In Spain, as in Finland1, publication of research reports in journals with a high impact factor has since 1989 officially been part of the national system for evaluating researchers' productivity. But unlike the Finnish system, the Spanish system rewards individuals rather than departments or institutions.
As stated in the Spanish parliamentary record2,3, a bonus is awarded only for “those articles of scientific worth in journals of recognized prestige in the field. As a quality indicator, the relevance of the medium of dissemination in which each article was published shall be considered. In those disciplines for which international systems of quality of publications exist, reliance on these systems shall be obligatory.”

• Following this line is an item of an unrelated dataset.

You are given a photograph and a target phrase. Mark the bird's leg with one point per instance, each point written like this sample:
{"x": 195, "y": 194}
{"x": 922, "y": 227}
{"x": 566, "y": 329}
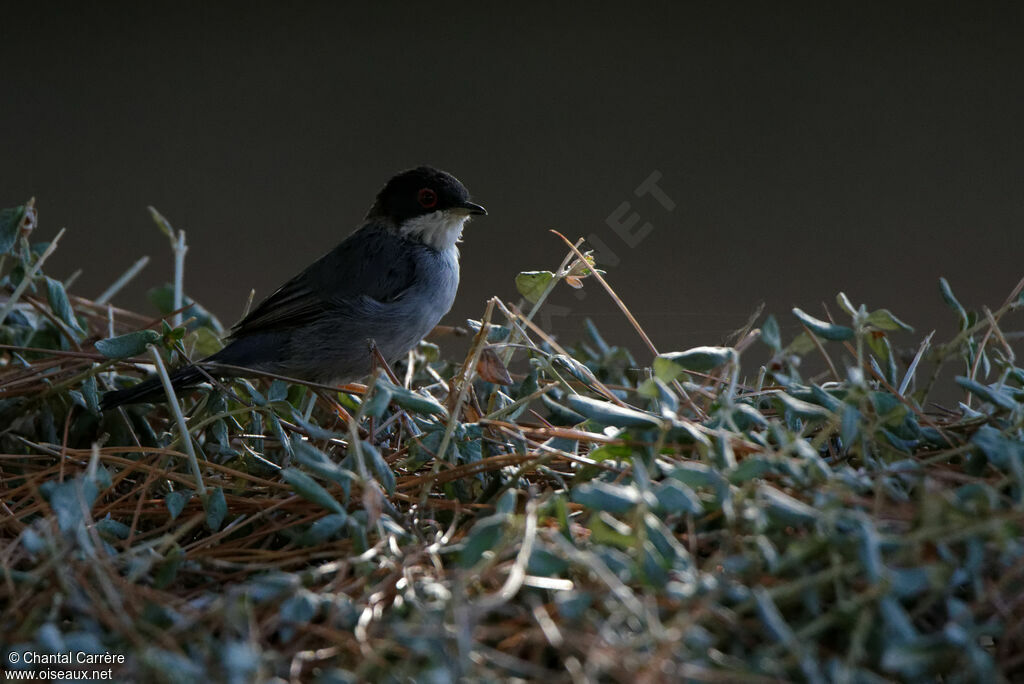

What exactly are these “systems of quality of publication”? In mathematics and physics, chemistry, cell and molecular biology, medicine, natural science, engineering and architecture, economics and social science, the law specifies that “preference shall be given to those contributions consisting of articles in journals of recognized prestige, which shall be accepted to mean those that occupy relevant positions in the lists for science fields in the Subject Category Listings of the Journal Citation Reports of the Science Citation Index (Institute for Scientific Information [ISI], Philadelphia, PA, USA)” (ref. 4). For the first four fields, the National Commission for the Evaluation of Research Activity (CNEAI) recommends that articles should be published in journals that occupy a relevant position in the pertinent ranking, which is understood to mean the upper third of the listing ranked by impact factor. There may, however, be some flexibility under special circumstances at the discretion of the experts. The aim of this reward system is to improve the quality of Spanish science and its visibility in journals.
The consequences of this law have been first, a change in Spanish scientists' publication habits; second, an increase in the number of Spanish source items in the ISI databases5,6; and third, a levelling off of source items in Spanish bibliographic databases7. Spanish scientific productivity has doubled: more than twice as many papers were published between 1991 (immediately after the system of publication bonuses was passed into law) and 1998 compared with the period 1982–1990. The acceleration in national publication output cannot be attributed to increased financial support (research budgets had begun to shrink in real terms by 1991), international collaboration or mobility of researchers, nor can it be attributed to an overall increase in scientific activity8.
We thank K. Shashok for translating this Correspondence into English.